(Nanowork News) It would be great to have robots that can help us do important things like assist with disaster recovery or monitor the environment. In the case of quadrupeds, robots that walk on four legs, their mobility requires many software components to work together seamlessly. It’s annoying when all your time is spent developing lower-level infrastructure instead of focusing on high-level behaviors.
Aaron Johnson’s Robomechanical Lab Opens in new window has experienced these frustrations first hand. His team often had to rely on simple models to conduct research because existing software solutions were not open source, did not offer a modular framework, and lacked end-to-end functionality.
An example of innovation born of necessity, Johnson, an associate professor of mechanical engineering Opens in new window, and his team designed their own locomotion software stack, Quad-SDK Opens in new window, a full-stack framework for agile quadrupedal locomotion. Many graduate students contributed to the development of the software over a period of two years, but it was time well spent. Their design can simplify the development process for roboticists everywhere, as it uses an open source license, which means that the software can be used and modified to the user’s liking.
Quad SDK comes ready to use, so researchers don’t have to worry about deploying the necessary tools and infrastructure; instead, they can get started with exciting behaviors and applications right away.

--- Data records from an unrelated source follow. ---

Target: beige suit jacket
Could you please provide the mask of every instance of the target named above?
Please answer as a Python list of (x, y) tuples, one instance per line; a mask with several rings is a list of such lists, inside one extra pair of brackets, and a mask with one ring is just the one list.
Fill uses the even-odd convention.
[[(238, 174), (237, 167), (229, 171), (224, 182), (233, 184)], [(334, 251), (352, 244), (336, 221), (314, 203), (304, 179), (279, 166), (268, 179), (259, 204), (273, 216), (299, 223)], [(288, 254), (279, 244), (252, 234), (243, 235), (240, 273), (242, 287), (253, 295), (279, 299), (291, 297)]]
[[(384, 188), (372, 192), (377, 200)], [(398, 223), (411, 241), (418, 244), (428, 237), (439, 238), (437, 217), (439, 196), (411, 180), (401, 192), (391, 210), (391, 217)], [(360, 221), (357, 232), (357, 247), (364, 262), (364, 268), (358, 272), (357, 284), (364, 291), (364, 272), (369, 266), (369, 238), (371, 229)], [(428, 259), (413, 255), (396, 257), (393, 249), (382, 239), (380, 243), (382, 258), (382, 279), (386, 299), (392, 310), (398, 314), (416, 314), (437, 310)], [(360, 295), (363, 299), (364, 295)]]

Unlike other options, Quad-SDK is also compatible with the Robot Operating System (ROS). ROS is a middleware, somewhere between hardware and software, that allows different parts of a system to talk to each other. For example, if a robot senses an obstacle in its path and needs to transfer information from its sensing module to its decision-making module, ROS makes that communication possible. Imagine an app that doesn’t use iOS or Android – it’s much easier when everything works together.
Locomotion is a multi-layered problem as team member and Ph.D. student Ardalan Tajbakhsh describes it. “To do anything meaningful to a robot, you have to make many components work together seamlessly.” Quad-SDK provides a framework for robotics researchers and developers to focus their efforts on the core algorithms rather than the software tooling and infrastructure.
Other software packages are very good at solving one component, such as motion planning, but it is critical to have end-to-end frameworks that provide the necessary algorithms, tools and infrastructure to conduct high-quality robotics research. Quad SDK is full-stack, meaning it contains every level of the hierarchy that affects four-legged locomotion, starting with global planning. This layer is at the top of the stack; Tajbakhsh compares it to Google Maps in that it chooses roughly where the robot needs to go to reach its destination. The next layer, the local planner, determines the details of the route, such as where the robot should place its feet. This culminates in a third tier, the robot driver, which sends commands to the four-legged friend’s joints to perform the desired movement.
In the weeks since Quad-SDK won a Best Paper Award (“Quad-SDK: Full Stack Software Framework for Agile Quadrupedal Locomotion” at the Workshop on Legged Robots at the 2022 IEEE International Conference on Robotics and Automation (ICRA), people have already asked to use it, a clear indication of how useful the solutions are and how the open source format invites collaboration within the robotics community. Figuratively and literally, Quad-SDK can take many places.